Félix no oculta que ha falsificado recetas para sus maltrechos nervios. Recibe sin sorpresa la noticia de que otro hombre ha sido recientemente condenado a un año de prisión por llevarse una caja de Tranquimazin de una farmacia sin pagarla, pero también sin que se demostrara (ni siquiera por el vídeo de la cámara de seguridad) que llevara un arma. “Siempre pagamos los mismos”. Sabe que mucha gente le mira mal, y todavía se pregunta por qué. Rebeca interviene: “Por esto”, critica la joven frotando los dedos. Por el dinero. Él concede. Pero Félix está aquí por amor, y sobrelleva con tranquilidad su actual encierro, que se ha “buscado” él mismo, según sus propias palabras. “Por mi mala cabeza”.
Una cabeza tocada por el trauma infantil y los remordimientos. “El psicólogo me decía que mi mayor castigo es el que me aplico yo mismo cuando me siento sucio y mal”. Y aunque sepa que es así, tiene que citar al profesional para creérselo, porque no se termina de perdonar.
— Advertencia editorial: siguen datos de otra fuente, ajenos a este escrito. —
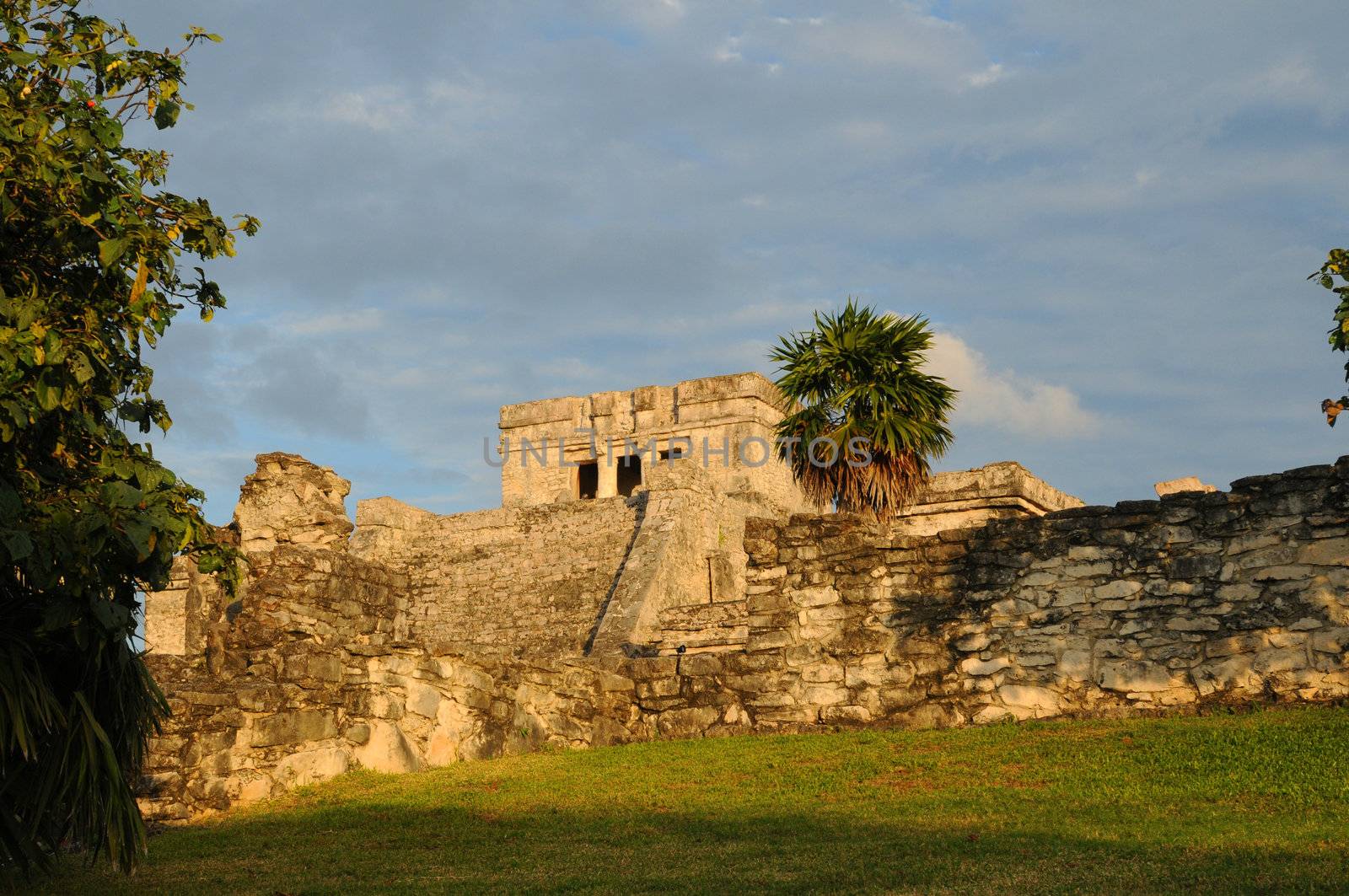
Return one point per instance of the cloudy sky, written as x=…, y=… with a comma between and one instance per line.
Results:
x=1106, y=211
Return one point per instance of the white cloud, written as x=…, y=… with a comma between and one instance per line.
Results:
x=359, y=320
x=988, y=76
x=374, y=108
x=1005, y=400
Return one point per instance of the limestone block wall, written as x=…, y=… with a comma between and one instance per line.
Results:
x=734, y=415
x=308, y=682
x=525, y=581
x=964, y=498
x=1146, y=606
x=1096, y=610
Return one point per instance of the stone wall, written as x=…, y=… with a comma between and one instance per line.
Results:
x=526, y=581
x=733, y=417
x=1196, y=598
x=1147, y=606
x=308, y=680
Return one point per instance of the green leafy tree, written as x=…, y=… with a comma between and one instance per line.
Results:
x=863, y=417
x=89, y=281
x=1335, y=276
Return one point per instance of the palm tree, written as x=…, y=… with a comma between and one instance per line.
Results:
x=863, y=417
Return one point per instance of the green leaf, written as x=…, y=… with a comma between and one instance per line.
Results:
x=18, y=544
x=47, y=394
x=112, y=249
x=166, y=115
x=81, y=368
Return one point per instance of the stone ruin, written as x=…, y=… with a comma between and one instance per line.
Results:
x=632, y=591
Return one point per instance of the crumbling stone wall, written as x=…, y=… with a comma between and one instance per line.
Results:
x=525, y=581
x=1146, y=606
x=1094, y=610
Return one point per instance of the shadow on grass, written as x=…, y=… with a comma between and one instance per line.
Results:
x=395, y=849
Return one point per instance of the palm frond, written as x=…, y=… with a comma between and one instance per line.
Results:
x=858, y=375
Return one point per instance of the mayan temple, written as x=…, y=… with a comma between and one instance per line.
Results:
x=654, y=571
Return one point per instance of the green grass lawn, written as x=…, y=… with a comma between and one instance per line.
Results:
x=1225, y=803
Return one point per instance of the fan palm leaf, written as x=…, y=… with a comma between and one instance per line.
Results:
x=863, y=419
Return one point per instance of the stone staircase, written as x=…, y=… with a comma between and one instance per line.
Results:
x=703, y=628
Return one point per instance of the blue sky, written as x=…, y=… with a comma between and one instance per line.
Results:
x=1106, y=211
Félix es una persona que no deja de pensar en los demás. “No se hacen cargo de los hijos de maltratadores, y después la historia se repite. Que les den una educación, porque lo que se ve se termina haciendo. Yo me he dado cuenta y he podido pararlo”. Llama a las radios para contar su experiencia. Y recuerda otra vez que le ha dado a la pared por no pegar a su hermano. “Prefiero perder yo que joder a un hermano. Por eso estoy aquí, por jilipollas”.
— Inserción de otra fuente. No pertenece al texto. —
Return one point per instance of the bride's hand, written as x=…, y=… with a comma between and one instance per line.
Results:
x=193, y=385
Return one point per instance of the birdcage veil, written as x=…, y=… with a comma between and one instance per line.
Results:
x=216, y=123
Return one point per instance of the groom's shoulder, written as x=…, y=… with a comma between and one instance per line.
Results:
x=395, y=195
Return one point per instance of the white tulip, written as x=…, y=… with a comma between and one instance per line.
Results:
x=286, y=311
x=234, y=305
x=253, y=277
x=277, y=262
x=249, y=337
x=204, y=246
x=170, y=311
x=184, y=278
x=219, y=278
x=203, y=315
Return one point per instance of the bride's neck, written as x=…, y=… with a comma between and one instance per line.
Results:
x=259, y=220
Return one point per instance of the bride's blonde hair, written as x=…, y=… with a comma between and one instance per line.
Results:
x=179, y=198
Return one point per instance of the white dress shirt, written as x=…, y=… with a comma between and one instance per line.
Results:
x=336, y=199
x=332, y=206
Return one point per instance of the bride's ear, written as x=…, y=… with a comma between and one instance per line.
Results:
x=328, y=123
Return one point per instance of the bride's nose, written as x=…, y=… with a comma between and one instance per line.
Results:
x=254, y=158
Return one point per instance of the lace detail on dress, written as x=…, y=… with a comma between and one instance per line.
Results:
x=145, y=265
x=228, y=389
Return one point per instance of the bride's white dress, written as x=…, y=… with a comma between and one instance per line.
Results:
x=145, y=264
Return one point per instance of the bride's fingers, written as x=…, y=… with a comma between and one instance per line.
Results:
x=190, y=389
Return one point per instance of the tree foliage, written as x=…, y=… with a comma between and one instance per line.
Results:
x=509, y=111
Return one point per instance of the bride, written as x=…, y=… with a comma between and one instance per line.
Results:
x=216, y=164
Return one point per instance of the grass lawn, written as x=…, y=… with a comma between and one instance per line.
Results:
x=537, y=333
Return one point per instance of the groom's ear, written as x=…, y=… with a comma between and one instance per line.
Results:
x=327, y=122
Le dijera lo que le dijera el psicólogo, Félix sabe de donde viene. “Nunca me he considerado víctima de la sociedad, sino del hijo de puta de mi padre. La mayor dictadura no era Franco, era mi padre”. Pero Félix siempre volvía a casa. Para saber cómo estaba su madre, encontrar su rastro de sangre y “que la Guardia Civil (eran otros tiempos) te diga que algo habrá hecho”.
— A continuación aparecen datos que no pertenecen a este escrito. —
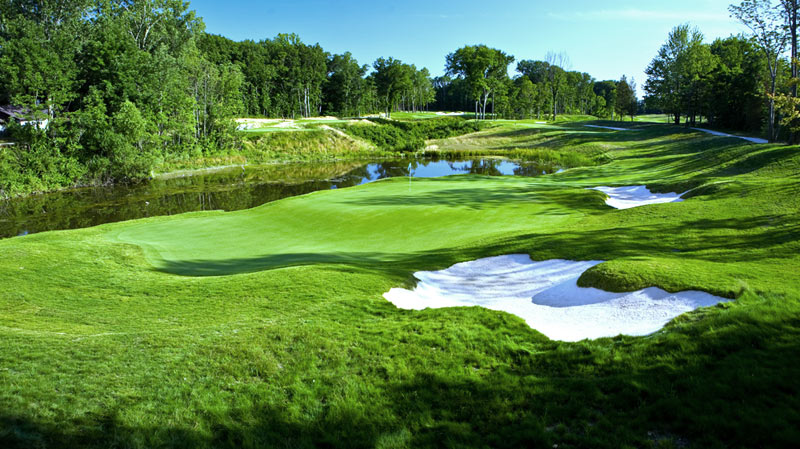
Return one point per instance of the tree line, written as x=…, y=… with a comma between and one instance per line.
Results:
x=123, y=86
x=477, y=77
x=742, y=83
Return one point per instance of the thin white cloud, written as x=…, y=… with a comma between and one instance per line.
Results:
x=642, y=15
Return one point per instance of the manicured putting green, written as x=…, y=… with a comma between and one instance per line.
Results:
x=358, y=225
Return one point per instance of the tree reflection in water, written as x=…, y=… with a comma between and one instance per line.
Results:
x=230, y=189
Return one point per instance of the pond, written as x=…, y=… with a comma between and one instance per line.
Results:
x=229, y=189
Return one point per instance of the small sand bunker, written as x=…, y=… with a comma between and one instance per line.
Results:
x=546, y=295
x=633, y=196
x=610, y=127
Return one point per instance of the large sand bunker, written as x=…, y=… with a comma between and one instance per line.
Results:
x=546, y=295
x=634, y=196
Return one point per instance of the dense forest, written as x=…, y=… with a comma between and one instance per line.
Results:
x=119, y=87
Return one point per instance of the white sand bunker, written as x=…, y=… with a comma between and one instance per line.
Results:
x=546, y=295
x=633, y=196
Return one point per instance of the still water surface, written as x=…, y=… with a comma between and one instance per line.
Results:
x=230, y=189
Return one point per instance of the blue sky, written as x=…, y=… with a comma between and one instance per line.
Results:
x=606, y=39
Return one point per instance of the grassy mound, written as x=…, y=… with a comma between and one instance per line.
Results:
x=404, y=136
x=266, y=327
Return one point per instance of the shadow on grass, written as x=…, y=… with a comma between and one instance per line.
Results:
x=729, y=382
x=715, y=240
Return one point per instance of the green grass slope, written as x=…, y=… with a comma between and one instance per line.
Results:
x=266, y=327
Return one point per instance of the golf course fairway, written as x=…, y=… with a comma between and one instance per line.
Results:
x=267, y=327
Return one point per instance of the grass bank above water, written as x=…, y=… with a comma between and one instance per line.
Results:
x=266, y=327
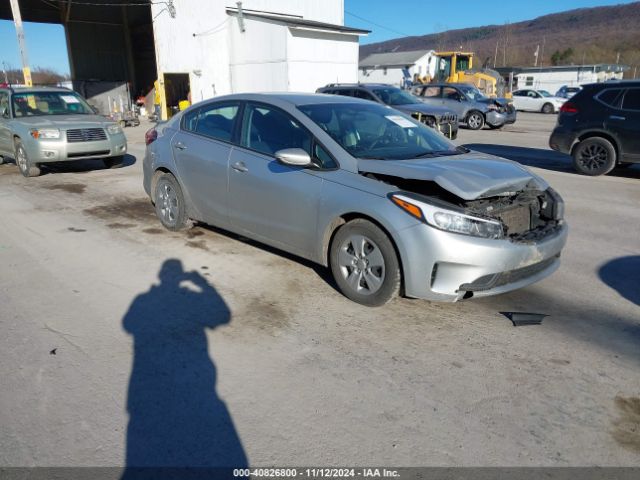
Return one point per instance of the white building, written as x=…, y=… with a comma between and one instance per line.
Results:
x=209, y=48
x=553, y=78
x=390, y=67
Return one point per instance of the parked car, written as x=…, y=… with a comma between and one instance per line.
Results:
x=442, y=119
x=42, y=125
x=600, y=127
x=529, y=100
x=386, y=202
x=567, y=92
x=472, y=107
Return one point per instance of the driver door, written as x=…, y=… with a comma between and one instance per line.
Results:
x=269, y=200
x=6, y=147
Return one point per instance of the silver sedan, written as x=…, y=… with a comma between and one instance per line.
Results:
x=386, y=203
x=43, y=125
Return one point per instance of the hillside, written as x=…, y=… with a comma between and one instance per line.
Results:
x=589, y=35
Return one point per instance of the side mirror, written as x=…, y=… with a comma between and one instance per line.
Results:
x=295, y=157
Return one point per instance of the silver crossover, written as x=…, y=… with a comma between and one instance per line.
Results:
x=42, y=125
x=387, y=203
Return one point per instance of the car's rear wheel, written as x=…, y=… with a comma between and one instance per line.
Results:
x=27, y=169
x=169, y=203
x=594, y=156
x=113, y=162
x=548, y=108
x=475, y=120
x=364, y=263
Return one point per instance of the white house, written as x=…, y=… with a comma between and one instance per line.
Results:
x=216, y=47
x=553, y=78
x=390, y=67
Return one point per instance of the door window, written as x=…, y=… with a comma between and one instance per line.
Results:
x=216, y=121
x=4, y=102
x=631, y=99
x=450, y=93
x=431, y=92
x=268, y=130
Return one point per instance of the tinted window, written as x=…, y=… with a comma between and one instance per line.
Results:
x=216, y=121
x=4, y=102
x=364, y=94
x=190, y=120
x=450, y=93
x=631, y=99
x=268, y=130
x=431, y=92
x=610, y=97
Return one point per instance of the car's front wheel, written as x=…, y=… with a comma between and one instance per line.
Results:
x=475, y=120
x=364, y=263
x=169, y=203
x=27, y=169
x=594, y=156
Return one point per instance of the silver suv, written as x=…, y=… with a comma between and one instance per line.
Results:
x=42, y=125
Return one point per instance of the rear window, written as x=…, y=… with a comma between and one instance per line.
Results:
x=631, y=99
x=610, y=97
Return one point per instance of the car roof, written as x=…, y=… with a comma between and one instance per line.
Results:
x=293, y=98
x=35, y=89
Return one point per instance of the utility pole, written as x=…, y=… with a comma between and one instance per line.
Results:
x=17, y=20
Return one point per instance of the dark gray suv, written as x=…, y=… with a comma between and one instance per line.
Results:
x=442, y=119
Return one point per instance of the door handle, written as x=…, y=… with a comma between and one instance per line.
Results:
x=240, y=167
Félix no heredó la violencia, pero sí el alcoholismo. O “el sople”, como lo llama él. Y junto con esa adicción, la losa de “darse asco a uno mismo”. Ha acudido a Alcohólicos Anónimos, pero no le convence porque “todos los alcohólicos se basan en Dios”.
Habla poco de sí mismo, salvo para mostrar las consecuencias de su demonio particular, contra el que carga una y otra vez. “Hay que denunciar los malos tratos, no cruzarse de brazos”. Y lamenta “el machismo de las mujeres”, como el de aquella abuela que le advirtió: “Antes que llorar, con las tripas en la mano”. Sabe que los problemas de convivencia empiezan por la elección, “y ellas buscan un macho, no una persona”. Él continuará en su camino de ser cada día mejor persona, alguien distinto a quien convirtió su casa en un infierno. No sabemos cuánto pegaba a sus hijos. Ellos sólo veían, y todavía ven en sus recuerdos, el rastro de sangre de su madre.